SIMPL - a Tiny Interactive Language for Microcontrollers or Experimental CPUs.
SIMPL is a symbolic language for programming microcontrollers based on printable ascii characters.
The idea of using single printable characters to represent instructions, commands, functions or even complete programs is not new:
MOUSE - a language for Microcomputers, Peter Grogono 1969
Txtzyme - a Nano Interpreter for Domain Specific Languages, Ward Cunningham 2010
Stable - An Extremely Small and Fast Forth VM, Sandor Schneider, 2016
SIMPL is derived from Txtzyme and development began in May 2013
The advantage of using a single character to represent an instruction or function is that it only takes up a single byte of storage, whilst function calls in other languages are often expressed as 16-bit addresses.

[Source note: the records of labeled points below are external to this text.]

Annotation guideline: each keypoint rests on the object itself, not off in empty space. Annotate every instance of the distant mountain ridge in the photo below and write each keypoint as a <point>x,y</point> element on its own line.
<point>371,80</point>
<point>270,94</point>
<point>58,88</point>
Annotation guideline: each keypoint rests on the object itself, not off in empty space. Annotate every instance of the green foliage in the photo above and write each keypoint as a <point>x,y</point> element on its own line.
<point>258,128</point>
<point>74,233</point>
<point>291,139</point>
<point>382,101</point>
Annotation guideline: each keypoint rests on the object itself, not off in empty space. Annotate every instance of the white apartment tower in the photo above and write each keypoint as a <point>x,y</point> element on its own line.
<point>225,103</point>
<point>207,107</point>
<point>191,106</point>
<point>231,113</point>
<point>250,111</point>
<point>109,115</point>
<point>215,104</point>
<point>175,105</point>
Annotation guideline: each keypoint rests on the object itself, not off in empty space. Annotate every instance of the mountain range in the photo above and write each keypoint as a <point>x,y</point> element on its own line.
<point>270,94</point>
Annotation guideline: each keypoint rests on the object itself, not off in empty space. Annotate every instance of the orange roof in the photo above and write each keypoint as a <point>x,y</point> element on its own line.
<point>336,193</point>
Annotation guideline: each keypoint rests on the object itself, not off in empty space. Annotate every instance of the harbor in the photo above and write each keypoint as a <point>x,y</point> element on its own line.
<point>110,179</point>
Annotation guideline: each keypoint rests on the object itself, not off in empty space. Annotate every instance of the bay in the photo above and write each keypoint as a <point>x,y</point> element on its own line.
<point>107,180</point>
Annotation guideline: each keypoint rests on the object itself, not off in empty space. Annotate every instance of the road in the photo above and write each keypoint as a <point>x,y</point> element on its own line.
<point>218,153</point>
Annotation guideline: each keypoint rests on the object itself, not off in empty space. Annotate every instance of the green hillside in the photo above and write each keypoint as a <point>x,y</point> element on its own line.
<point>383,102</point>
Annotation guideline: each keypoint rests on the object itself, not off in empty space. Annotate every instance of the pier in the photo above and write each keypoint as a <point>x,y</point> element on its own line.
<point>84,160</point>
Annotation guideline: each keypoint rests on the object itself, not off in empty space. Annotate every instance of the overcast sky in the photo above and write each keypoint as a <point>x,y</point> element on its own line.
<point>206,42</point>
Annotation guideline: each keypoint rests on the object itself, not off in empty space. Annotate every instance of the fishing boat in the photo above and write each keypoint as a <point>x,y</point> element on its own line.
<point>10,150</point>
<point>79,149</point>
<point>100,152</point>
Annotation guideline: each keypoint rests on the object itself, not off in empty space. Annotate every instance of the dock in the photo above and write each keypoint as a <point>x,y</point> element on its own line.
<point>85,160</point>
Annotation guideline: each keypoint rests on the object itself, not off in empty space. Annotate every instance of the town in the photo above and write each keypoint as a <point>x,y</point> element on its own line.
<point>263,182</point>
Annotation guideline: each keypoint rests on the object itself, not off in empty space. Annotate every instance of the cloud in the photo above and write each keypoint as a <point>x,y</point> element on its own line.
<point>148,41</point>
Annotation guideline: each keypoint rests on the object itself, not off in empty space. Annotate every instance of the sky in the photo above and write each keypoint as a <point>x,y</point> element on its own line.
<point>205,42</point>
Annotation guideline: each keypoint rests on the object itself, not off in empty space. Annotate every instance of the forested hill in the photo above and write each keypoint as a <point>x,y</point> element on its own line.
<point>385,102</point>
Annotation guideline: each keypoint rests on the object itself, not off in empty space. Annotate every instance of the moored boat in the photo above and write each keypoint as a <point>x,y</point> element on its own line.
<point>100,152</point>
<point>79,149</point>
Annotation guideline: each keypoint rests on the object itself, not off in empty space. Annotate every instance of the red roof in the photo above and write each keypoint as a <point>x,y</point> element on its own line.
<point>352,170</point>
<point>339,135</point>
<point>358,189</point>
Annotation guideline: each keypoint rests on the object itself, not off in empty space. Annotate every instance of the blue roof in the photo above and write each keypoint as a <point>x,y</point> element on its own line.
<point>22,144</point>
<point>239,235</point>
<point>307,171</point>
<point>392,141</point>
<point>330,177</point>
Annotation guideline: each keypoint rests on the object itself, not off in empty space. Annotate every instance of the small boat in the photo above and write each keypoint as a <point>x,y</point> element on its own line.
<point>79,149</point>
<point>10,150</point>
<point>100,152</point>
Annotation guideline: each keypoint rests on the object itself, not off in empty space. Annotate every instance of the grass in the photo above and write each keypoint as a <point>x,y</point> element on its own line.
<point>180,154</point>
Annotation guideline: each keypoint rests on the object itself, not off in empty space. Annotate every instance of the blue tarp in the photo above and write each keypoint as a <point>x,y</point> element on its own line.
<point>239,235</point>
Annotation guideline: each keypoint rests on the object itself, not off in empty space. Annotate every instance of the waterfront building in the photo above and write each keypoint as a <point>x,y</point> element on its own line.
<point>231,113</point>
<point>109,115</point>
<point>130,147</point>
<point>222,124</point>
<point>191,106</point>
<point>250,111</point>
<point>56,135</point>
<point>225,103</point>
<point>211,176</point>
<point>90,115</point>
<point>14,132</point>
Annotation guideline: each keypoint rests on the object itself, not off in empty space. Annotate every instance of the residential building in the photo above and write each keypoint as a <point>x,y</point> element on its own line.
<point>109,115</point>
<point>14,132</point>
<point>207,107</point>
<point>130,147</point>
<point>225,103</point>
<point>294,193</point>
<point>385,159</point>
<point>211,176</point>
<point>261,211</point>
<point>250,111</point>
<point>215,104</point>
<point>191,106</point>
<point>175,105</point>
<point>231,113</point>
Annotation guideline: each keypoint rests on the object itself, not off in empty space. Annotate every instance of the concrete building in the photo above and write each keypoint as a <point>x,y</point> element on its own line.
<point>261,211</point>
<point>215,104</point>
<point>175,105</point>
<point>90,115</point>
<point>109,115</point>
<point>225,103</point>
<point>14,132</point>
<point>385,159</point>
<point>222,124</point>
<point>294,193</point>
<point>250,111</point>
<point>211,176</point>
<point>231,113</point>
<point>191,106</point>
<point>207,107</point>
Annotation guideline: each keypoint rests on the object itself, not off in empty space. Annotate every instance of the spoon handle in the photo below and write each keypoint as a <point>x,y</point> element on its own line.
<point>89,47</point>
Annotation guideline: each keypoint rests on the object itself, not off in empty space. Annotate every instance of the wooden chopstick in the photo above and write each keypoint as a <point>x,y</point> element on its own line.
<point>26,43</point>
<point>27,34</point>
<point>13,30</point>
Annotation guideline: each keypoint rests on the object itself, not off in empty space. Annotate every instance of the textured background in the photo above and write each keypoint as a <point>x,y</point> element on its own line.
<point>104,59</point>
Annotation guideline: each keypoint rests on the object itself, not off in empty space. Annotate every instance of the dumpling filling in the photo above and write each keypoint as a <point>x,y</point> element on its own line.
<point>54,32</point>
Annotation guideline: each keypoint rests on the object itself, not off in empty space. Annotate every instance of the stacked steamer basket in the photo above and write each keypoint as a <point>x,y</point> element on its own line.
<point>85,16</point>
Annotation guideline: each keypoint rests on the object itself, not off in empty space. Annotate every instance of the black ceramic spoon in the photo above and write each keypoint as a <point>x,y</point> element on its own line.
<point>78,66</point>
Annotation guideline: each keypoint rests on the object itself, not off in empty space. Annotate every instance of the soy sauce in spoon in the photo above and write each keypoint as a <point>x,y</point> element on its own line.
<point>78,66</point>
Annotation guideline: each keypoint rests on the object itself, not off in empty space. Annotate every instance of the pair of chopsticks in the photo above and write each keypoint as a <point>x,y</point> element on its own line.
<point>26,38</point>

Secondly, we are taught to read, recognise and manipulate alphanumerical characters and symbols from an early age. This makes it easier to express a function or program symbolically rather than a series of numerical commands or lists of addresses. This may seem obvious to anyone who began their interests in computing programming by hand in assembly language and converting each instruction to hexadecimal characters to enter into the machine.
This leads to further compactness of the source code, for example a typical line of assembly language might be written:
ADD R0,R1
With SIMPL this is reduced to just the single "+" character, and the source and destination registers are defined implicitly in the design of the virtual machine.
SIMPL is not a large language. It's kernel can be defined in less than 200 lines of C++ code, which makes it suitable for small microcontrollers such as any of the Arduino compatible boards.
Neither is it a complicated language, it is confined by the limitations of the printable ascii characters meaning that you are restricted to a core of just 32 symbolic instructions. Variables and functions must be selected from the uppercase A-Z and the lowercase a-z characters which imposes a further restriction on the scope of the language.
SIMPL - A Brief Description
Each character, read in turn from RAM is interpreted and forms either an instruction, or a jump to an executable block of code, running on a virtual machine. The virtual machine is assumed to have a 16-bit wordsize and a 64Kbyte address space.
For example + will perform a 16-bit addition on the top two elements of the stack, whereas p will take the top element of the stack and print it to the terminal as a 16-bit decimal number.
In each case, the character is used in a look-up table or switch-case structure, to generate a unique jump to a block of code in ROM, which performs the command action.
Characters can be chosen by the programmer to have a strong mnemonic value, such as + for ADD and p for PRINT. Reducing these instructions to single characters makes the language very concise.
Thus SIMPL provides a shorthand means to communicate with a microcontroller or other computing device using an interactive command shell. This allows control the microcontroller and its harware peripherals using short snippets of code, or "microscripts" typed at the keyboard, or sent as a text file from a terminal emulator.
The interpreter can be pointed to any location in memory to begin parsing SIMPL code from there. Any location in memory containing a valid, printable ascii character (ascii $20 to $7E) will result in a jump to a legitimate code block, or trapped as an unused command.
In the case of commands typed from the keyboard, this memory will be an array in RAM that forms the Text Input Buffer (TIB). The code in the TIB will be executed immediately when the parser receives a carriage return character. This is called Immediate Mode.
The interpreter may also be pointed to a location in RAM containing the User's program. It will begin execution there and will continue until it finds a non-printable ascii character. This could be...
Owen,
SIMPL has been highly influenced by Forth, and it is evolving into a subset of Forth. Forth is typically 6 to 8k bytes if written in assembly language, perhaps double this if written in C. I hope that SIMPL will be under 4k bytes when written in C.
I wanted something quick and dirty that could easily be ported between microcontrollers. Once you get past "Hello World" or flashing a LED with a new microcontroller, you want something that allows you to quickly try out ideas, without the tedious Edit-Compile-Flash work flow.
SIMPL hopefully provides the means to accelerate you quickly past the LED flashing breakthrough.
It's been a work in progress since May of 2013, when I first stumbled across Ward Cunningham's Txtzyme. I hope to use this latest phase of lockdown to explore some more ideas and to formalise the language.
For the first few project logs, I am going to use a standard Arduino Uno as a target board. Everybody has some sort of access to an Arduino - and it allows new code to be tested out quickly.
Unfortunately the Arduino built in language functions are fairly verbose, setup(), loop(), digital read/write and the serial library add hundreds of unnecessary bytes to the interpreter code. This can be addressed later, as SIMPL is currently just a proof of concept.